Бело-рыжий двортерьер вертлявой пружинкой запрыгал вокруг хозяина, то падая на спину и подставляя живот, то внезапно подскакивая и тыкаясь мокрым языком в лицо.
Затем, присев, прокрался под кухонным окном в сени. С кухни тянуло жареной рыбой. Севка хоть и был сыт, а позавидовал тем, кто был на кухне.

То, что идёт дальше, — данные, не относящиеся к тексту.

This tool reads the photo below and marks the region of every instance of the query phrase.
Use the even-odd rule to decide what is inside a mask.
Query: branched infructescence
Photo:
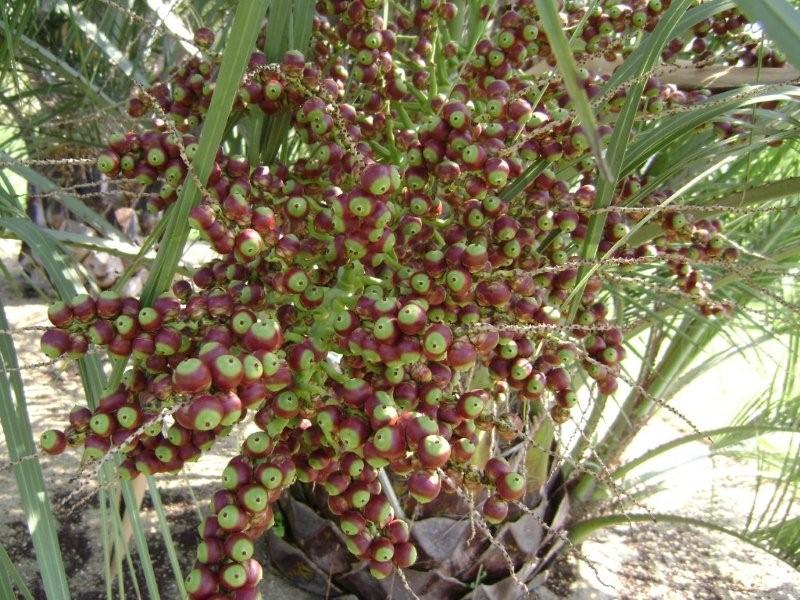
[[[65,431],[46,432],[45,451],[83,446],[85,460],[118,452],[120,474],[132,478],[178,472],[247,418],[259,428],[225,468],[200,527],[191,598],[257,596],[254,541],[296,481],[324,488],[348,549],[376,578],[417,557],[381,469],[405,480],[404,505],[433,501],[443,483],[453,492],[446,481],[463,485],[470,505],[480,502],[473,519],[494,540],[490,527],[525,497],[527,482],[499,455],[478,460],[479,433],[490,433],[497,453],[532,439],[548,413],[565,422],[581,371],[599,393],[617,389],[623,334],[601,292],[618,280],[598,271],[573,300],[582,265],[606,254],[606,267],[646,265],[672,276],[705,315],[730,311],[695,268],[737,259],[721,222],[662,210],[666,189],[626,205],[647,185],[639,175],[598,209],[589,136],[560,78],[540,73],[531,85],[533,67],[555,64],[533,3],[498,4],[491,15],[472,3],[475,18],[493,19],[473,48],[450,39],[449,2],[393,3],[389,22],[376,0],[318,2],[308,56],[289,51],[268,64],[253,52],[231,116],[254,107],[291,115],[286,162],[251,164],[220,148],[198,184],[190,221],[219,258],[152,306],[106,291],[50,308],[48,357],[97,346],[131,368],[96,410],[77,407]],[[583,19],[585,3],[568,0],[562,14],[570,28],[583,22],[579,61],[614,61],[669,4],[602,1]],[[691,39],[671,41],[662,58],[753,65],[744,22],[720,13]],[[198,30],[194,42],[203,56],[132,97],[142,128],[113,136],[97,160],[108,177],[160,183],[154,210],[196,176],[187,161],[220,61],[211,31]],[[763,66],[783,62],[763,48]],[[579,77],[608,139],[627,88],[602,100],[608,76],[582,68]],[[651,77],[639,119],[709,95]],[[727,120],[717,130],[738,132]],[[506,198],[532,165],[538,175]],[[629,228],[648,209],[662,233],[631,246]],[[597,256],[579,258],[599,212]],[[478,389],[473,379],[487,383]]]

Он нацелился на лестницу в конце коридора, а там на чердак и в комнату
- Север! - позвал отец из кухни.
Мальчик робко высунулся из-за дверного косяка. Похоже все только что закончили ужинать. Мама мыла посуду. Отец сидел за столом. Сильный и серьёзный охотник держал кружку с квасом. К другой руке прицепилась Гарья. С невинным видом она стояла коленями на лавке и мучила окарину - новый подарок из города.
- Где ты болтаешься? - спросил отец негромко, но строго. - Тебе что отдельное приглашение нужно? Купаться ходил? А если бы водяной тебя поймал? Думай хоть иногда, что творишь.
Севка взглянул на сестру - главный источник клеветы. Гарька, опухолью повиснув на отце, победно ухмылялась и сильней дула в инструмент. Сразу было видно, кто в семье любимчик. Никто не реагировал на резкие звуки агонизирующей окарины.
Кроме пса. В тон Севкиному настроению Рыка на дворе зарычал и угрожающе заухал.
- Севка, - наконец вступилась мать, спокойным, но беспристрастным тоном. - Иди переоденься. Кушать будешь?
- Я был у Марийки. Тетя Ялка оставила на ужин.
- Вон как, - понимающе улыбнулась мать. - Тетя Ялка может. Ну, тогда иди, отдыхай. Только умойся.
Мальчик угукнул и убежал в свою комнату.
- "Отдыхай"? А для этого не нужно сначала поработать? А не ошиваться в гостях.
- Ему десять, Герт.
- Я в десять уже на коне ездил, из лука стрелял и добывал для семьи еду. Весса, ты его портишь. Ты слишком слабохар...
- Что?
- Кхм... мягкая... Да..
Окарина издала звук уставшей трубы.
- Ой, - деланно огорчилась Весса. - А раньше тебе это нравилось. Но раз надоело...
- Да н-нет, мне нравится, - поспешил заверить Герт. - Но детям необходима твердая рука.
Пес лаял все заливистей. Гарья дудела все старательней.
- Пожалуйста, - женщина приглашающим жестом обвела кухню. - Оставайся и воспитывай. Слова не скажу.
Окарина провыла предсмертным стоном мамонта и Герт забрал инструмент.
- Гаря, пора спать.
- Но еще светло!
- Посмотри на часы. Сколько времени?
- Семь? - наугад сказала Гарья.
Она никогда не стремилась понять даже обычные цифры, а римские палки и крестики на настенных часах и подавно.
- Десять. Иди ложись. А то домовой рассердится и спрячет твои игрушки.
Марийка ухмыльнулась. У Севки целый ящик интересного хлама, бери - не хочу.